National Security Whistleblowers Need More Protections, Advocates Say
PEN writers group hosts Snowden as intel community defends current protocols.
A bone of contention in the nearly 30 months since National Security Agency contractor Edward Snowden leaked details of a domestic surveillance program has been whether the since-defrocked Booz Allen Hamilton employee could have channeled his complaints through in-house supervisors.
The answer is an emphatic no, according to a new report by the PEN American Center, a writers group that advances free speech and literature and whose staff interviewed lawyers, scholars, journalists and government representatives.
Released Tuesday at a Newseum panel discussion featuring Snowden (via video), NSA whistleblower Thomas Drake and New York Times reporter James Risen, the report, titled “Secret Sources: Whistleblowers, National Security, and Free Expression,” aims to reveal “massive holes in the laws and regulations covering whistleblowing by intelligence workers, particularly when raising valid constitutional or ethical issues about a government action that has been previously authorized by an agency head or Congress as legal.”
PEN cites roadblocks the Obama administration has put in the way of national security workers and journalists seeking to protect sources while making revelations “in the public interest.”
Under the existing legal framework, the report says, intelligence community employees are only considered whistleblowers entitled to protection from retaliation if they disclose “a violation of any federal law, rule, or regulation; or mismanagement, a gross waste of funds, an abuse of authority, or a substantial and specific danger to public health or safety” through specific internal channels, such as to an inspector general’s office or a congressional intelligence committee. They are not protected for disclosures made to the public, nor are they are protected when they question judgments of legality or propriety concerning public policy matters through internal channels,” PEN said.
The report criticizes the Obama administration for invoking the 1917 Espionage Act in prosecuting leakers, and describes retaliation against whistleblowers at the Justice and Defense departments’ inspector general’s offices.
The advocates recommend strengthening protections across national security agencies and the contractor community; reforming the Espionage Act to allow defendants to raise a public interest defense; and adding more protection against retaliation, including greater access to courts.
To make its case against the status quo, PEN uses statistics to argue that would-be whistleblowers in the Defense and intelligence communities face long odds for getting traction for their complaints. According to the DoD IG Semiannual Report to Congress, that office during the first half of fiscal 2015 received 591 whistleblower reprisal complaints and closed 671, PEN noted. The Pentagon’s IG substantiated only 9 percent of whistleblower reprisal complaints investigated. The intelligence community watchdog investigated nine reported in-house whistleblower reprisal cases and 52 reprisal cases among contractors, substantiating none.
Many whistleblower advocates have praised Dan Meyer, the government’s executive director for intelligence community whistleblowing and source protection, PEN stated. Meyer is point man for implementing internally the principles of President Obama’s October 2012 Presidential Policy Directive 19, which added new protections for whistleblowers facing possible retaliation (the applicability of which is debated among whistleblower advocates), and more came in with the 2014 Intelligence Authorization Act.

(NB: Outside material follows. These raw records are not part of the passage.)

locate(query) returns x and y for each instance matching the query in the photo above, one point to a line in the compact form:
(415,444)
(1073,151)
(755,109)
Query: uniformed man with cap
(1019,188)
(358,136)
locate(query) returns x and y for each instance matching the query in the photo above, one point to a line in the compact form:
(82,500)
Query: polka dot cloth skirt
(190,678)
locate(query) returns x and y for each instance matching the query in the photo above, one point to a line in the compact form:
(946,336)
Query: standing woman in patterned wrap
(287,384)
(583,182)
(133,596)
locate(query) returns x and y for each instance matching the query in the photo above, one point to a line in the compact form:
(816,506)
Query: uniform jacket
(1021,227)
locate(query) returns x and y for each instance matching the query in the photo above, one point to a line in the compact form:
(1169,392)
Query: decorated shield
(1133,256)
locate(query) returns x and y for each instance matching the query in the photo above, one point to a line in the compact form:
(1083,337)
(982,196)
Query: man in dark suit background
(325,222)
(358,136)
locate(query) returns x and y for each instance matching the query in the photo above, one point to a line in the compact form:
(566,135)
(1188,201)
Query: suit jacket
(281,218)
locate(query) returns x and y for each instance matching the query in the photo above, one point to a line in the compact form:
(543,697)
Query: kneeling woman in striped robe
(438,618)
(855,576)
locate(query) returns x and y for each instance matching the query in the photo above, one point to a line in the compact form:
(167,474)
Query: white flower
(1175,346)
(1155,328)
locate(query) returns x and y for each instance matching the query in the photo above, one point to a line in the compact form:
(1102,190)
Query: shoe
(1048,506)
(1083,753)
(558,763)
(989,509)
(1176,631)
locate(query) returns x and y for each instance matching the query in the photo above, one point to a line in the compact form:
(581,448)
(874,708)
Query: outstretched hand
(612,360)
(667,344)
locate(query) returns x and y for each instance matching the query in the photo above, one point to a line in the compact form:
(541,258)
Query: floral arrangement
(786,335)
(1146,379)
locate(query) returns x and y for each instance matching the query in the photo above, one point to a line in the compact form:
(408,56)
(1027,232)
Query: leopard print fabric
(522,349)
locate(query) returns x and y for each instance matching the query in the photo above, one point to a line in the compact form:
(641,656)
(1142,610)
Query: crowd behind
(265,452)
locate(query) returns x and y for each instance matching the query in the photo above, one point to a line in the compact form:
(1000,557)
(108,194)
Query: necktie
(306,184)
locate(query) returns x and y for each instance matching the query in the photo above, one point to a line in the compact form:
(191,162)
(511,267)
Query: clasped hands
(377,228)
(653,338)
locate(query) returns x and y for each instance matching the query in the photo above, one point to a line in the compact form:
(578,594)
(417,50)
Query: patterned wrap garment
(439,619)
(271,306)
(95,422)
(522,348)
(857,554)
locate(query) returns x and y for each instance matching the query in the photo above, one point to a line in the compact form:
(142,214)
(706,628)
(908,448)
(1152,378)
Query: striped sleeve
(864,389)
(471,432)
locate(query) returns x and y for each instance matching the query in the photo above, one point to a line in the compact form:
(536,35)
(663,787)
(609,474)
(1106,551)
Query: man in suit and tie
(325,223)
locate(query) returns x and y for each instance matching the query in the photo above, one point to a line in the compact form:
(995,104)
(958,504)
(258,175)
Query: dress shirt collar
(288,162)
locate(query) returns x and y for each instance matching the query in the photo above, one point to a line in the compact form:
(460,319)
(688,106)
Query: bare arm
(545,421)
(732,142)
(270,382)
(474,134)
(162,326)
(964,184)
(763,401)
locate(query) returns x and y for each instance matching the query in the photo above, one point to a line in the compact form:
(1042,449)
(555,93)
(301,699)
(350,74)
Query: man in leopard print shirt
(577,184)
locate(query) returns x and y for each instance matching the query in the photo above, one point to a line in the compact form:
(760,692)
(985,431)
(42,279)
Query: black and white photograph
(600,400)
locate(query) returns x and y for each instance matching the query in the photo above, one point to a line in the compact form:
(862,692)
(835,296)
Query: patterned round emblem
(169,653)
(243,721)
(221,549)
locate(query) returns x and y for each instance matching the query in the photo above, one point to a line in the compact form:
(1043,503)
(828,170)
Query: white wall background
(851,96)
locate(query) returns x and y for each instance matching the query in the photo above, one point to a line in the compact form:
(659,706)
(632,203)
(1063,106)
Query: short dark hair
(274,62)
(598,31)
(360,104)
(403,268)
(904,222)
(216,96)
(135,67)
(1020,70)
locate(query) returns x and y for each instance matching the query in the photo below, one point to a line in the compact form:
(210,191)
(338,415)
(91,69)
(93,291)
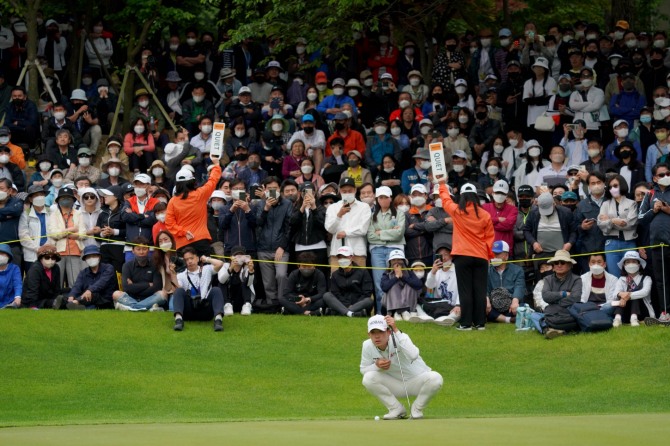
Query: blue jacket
(333,101)
(512,279)
(11,285)
(9,220)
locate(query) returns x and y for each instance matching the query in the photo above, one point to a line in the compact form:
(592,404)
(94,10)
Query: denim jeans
(378,258)
(143,304)
(613,258)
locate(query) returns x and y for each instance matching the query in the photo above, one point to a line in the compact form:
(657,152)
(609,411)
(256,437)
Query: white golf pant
(388,389)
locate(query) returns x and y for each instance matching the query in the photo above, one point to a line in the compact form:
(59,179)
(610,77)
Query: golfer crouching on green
(392,367)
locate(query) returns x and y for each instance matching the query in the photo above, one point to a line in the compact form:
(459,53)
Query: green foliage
(113,367)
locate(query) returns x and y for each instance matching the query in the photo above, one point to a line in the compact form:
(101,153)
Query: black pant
(472,277)
(205,310)
(661,257)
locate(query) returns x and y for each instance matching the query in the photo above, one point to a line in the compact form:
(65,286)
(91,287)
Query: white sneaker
(396,414)
(228,310)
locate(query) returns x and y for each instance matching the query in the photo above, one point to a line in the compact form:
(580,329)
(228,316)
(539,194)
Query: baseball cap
(500,246)
(377,322)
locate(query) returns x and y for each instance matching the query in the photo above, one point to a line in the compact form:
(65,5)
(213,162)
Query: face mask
(344,263)
(417,201)
(632,268)
(597,190)
(348,198)
(593,153)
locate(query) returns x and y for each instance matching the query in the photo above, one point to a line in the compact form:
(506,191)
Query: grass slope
(111,367)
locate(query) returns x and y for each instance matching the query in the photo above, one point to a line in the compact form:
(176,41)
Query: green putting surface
(633,429)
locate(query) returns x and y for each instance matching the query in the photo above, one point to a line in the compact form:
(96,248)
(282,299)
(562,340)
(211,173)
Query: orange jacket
(473,236)
(191,214)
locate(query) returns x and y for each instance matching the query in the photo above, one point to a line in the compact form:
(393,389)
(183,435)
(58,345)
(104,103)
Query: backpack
(590,318)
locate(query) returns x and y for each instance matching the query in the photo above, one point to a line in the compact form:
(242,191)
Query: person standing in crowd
(473,239)
(186,216)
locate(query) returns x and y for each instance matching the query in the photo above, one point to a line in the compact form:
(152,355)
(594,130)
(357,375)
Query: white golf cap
(377,322)
(383,191)
(418,188)
(501,186)
(345,251)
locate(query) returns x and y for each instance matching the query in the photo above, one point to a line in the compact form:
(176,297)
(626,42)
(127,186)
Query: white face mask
(344,263)
(348,198)
(417,201)
(632,268)
(39,201)
(48,264)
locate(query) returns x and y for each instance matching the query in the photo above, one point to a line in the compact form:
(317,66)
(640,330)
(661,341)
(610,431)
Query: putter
(402,374)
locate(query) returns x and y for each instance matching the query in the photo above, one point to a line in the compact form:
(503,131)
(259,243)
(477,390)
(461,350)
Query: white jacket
(355,225)
(30,226)
(610,282)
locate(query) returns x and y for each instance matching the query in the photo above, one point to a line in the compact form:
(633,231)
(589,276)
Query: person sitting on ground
(401,288)
(305,288)
(95,284)
(141,280)
(632,291)
(196,299)
(41,286)
(350,288)
(237,282)
(440,304)
(506,285)
(11,286)
(387,370)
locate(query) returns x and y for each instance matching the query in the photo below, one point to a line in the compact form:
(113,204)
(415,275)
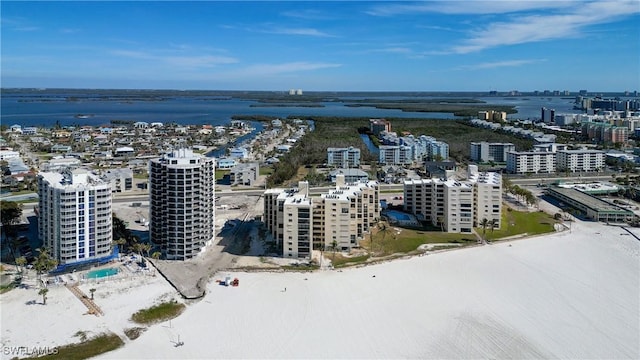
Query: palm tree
(484,223)
(121,241)
(492,224)
(385,229)
(20,263)
(334,247)
(440,220)
(43,292)
(10,213)
(44,262)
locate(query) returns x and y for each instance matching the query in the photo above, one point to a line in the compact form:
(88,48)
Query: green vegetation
(158,313)
(221,173)
(266,170)
(6,288)
(345,132)
(87,349)
(457,107)
(389,240)
(134,333)
(522,222)
(343,261)
(301,267)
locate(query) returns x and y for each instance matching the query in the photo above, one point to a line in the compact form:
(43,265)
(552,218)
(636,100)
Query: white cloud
(499,64)
(190,61)
(199,61)
(308,14)
(466,7)
(291,67)
(394,50)
(534,28)
(298,31)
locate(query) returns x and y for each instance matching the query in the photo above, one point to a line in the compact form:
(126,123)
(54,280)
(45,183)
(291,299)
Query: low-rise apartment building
(343,157)
(300,223)
(580,160)
(395,155)
(455,206)
(531,162)
(486,151)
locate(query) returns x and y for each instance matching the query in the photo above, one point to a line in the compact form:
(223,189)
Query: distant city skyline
(323,46)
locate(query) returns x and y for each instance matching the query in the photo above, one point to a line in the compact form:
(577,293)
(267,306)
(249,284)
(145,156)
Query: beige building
(300,223)
(182,203)
(455,206)
(580,160)
(531,162)
(75,216)
(288,214)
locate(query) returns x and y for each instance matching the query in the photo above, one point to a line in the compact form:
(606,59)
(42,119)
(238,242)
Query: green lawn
(400,240)
(517,222)
(266,170)
(87,349)
(396,240)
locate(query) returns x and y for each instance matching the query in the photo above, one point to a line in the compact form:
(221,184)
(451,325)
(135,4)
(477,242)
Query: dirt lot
(238,243)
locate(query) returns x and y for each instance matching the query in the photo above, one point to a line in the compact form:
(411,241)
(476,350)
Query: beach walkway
(93,308)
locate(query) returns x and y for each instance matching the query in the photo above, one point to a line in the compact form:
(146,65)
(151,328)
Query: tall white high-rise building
(75,216)
(289,217)
(182,203)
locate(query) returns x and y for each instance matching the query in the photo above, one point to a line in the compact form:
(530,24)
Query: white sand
(569,295)
(27,322)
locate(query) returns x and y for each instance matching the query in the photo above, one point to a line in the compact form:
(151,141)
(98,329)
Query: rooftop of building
(587,200)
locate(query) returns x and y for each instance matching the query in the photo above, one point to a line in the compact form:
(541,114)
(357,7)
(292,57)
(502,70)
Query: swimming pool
(397,215)
(95,274)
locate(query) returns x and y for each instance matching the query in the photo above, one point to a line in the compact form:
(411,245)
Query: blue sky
(323,45)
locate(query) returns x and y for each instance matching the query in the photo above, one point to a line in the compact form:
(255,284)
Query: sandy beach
(566,295)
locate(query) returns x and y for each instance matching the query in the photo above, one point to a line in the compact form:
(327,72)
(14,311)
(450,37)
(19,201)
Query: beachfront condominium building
(182,203)
(486,151)
(288,216)
(447,204)
(379,125)
(74,216)
(455,206)
(487,194)
(395,155)
(300,223)
(531,162)
(437,151)
(580,160)
(346,213)
(343,157)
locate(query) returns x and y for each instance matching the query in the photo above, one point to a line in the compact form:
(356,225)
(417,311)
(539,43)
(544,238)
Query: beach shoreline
(568,294)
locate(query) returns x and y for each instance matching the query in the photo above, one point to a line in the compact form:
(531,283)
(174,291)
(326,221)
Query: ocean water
(43,108)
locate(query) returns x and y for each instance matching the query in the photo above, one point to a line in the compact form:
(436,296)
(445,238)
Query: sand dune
(567,295)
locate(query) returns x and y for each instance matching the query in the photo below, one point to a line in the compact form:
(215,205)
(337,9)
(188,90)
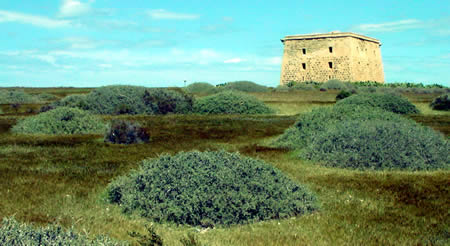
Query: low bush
(72,101)
(378,145)
(231,102)
(124,132)
(344,94)
(13,232)
(46,97)
(336,85)
(118,99)
(245,86)
(318,120)
(61,120)
(441,102)
(16,96)
(201,88)
(164,101)
(387,101)
(209,188)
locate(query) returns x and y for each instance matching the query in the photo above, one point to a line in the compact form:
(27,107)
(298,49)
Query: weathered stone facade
(338,55)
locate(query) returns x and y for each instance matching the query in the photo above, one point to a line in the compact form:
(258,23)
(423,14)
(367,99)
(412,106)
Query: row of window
(330,65)
(330,49)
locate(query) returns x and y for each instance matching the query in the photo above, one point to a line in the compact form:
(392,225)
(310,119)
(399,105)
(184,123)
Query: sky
(90,43)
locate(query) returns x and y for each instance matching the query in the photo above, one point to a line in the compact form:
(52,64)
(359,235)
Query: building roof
(330,35)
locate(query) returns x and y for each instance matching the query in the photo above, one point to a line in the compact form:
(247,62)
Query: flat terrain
(60,179)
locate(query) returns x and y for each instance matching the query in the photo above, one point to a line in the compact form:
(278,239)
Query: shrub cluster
(378,145)
(61,120)
(363,137)
(231,102)
(319,119)
(389,102)
(245,86)
(202,88)
(163,101)
(208,188)
(16,96)
(122,99)
(124,132)
(13,232)
(336,85)
(441,103)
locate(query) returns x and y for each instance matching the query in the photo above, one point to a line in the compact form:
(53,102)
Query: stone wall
(344,58)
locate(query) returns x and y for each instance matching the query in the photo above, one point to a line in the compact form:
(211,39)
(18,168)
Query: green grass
(59,179)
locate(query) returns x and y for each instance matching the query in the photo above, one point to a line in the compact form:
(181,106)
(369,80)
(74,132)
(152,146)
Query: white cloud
(74,8)
(162,14)
(233,60)
(391,26)
(40,21)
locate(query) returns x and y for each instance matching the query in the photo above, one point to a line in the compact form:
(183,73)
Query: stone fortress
(341,56)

But Meyer’s office has “only token resources,” which makes protections “hopelessly unrealistic,” in the phrase of Tom Devine, legal director for the Government Accountability Project.
Meyer’s office, in a statement to Government Executive on Wednesday, said the office is suitably staffed, though a deputy director’s slot is currently vacant. The PEN report erroneously created the impression that Meyer had a half-dozen staffers when in fact he works alone with assistance from the intel community IG’s counsel, investigations division and other IG offices across the intel community, including CIA, NSA and Defense Intelligence Agency watchdogs, Meyer’s office said in an email. If the whistleblower goes through their own agency’s process to file a reprisal complaint and isn’t happy with the finding, they can then appeal to the IC IG’s office, at which point Meyer gets involved.
“Intelligence community contractors do have avenues to make legal, protected disclosures to the inspectors general, the agency head and/or Congress,” Meyer said. “IC contractors are specifically protected from reprisal when it comes to any action affecting eligibility for access to classified information (security clearances), and these protections are outlined in Presidential Policy Directive 19. IC contractors are also protected from reprisal affecting access to classified information if they make a lawful disclosure to Congress through the Intelligence Community Whistleblower Protection Act (ICWPA),” he said. But “neither contractors nor government employees are protected when they disclose to the media. Unauthorized sharing with the media is leaking, and not whistleblowing.”
Government employees in all agencies are protected against adverse personnel actions under Presidential Policy Directive 19 for making authorized disclosures, he added, but “expanding this protection to IC contractors, to include adverse personnel actions by private corporations, would likely require authorities that do not exist in statute.”
Meyer added that since his whistleblowing program was created in July 2013 by the intelligence community inspector general, “a number of government and contract employees have made protected disclosures and it increases every year. We believe this demonstrates growing confidence and familiarity with IC whistleblowing provisions.”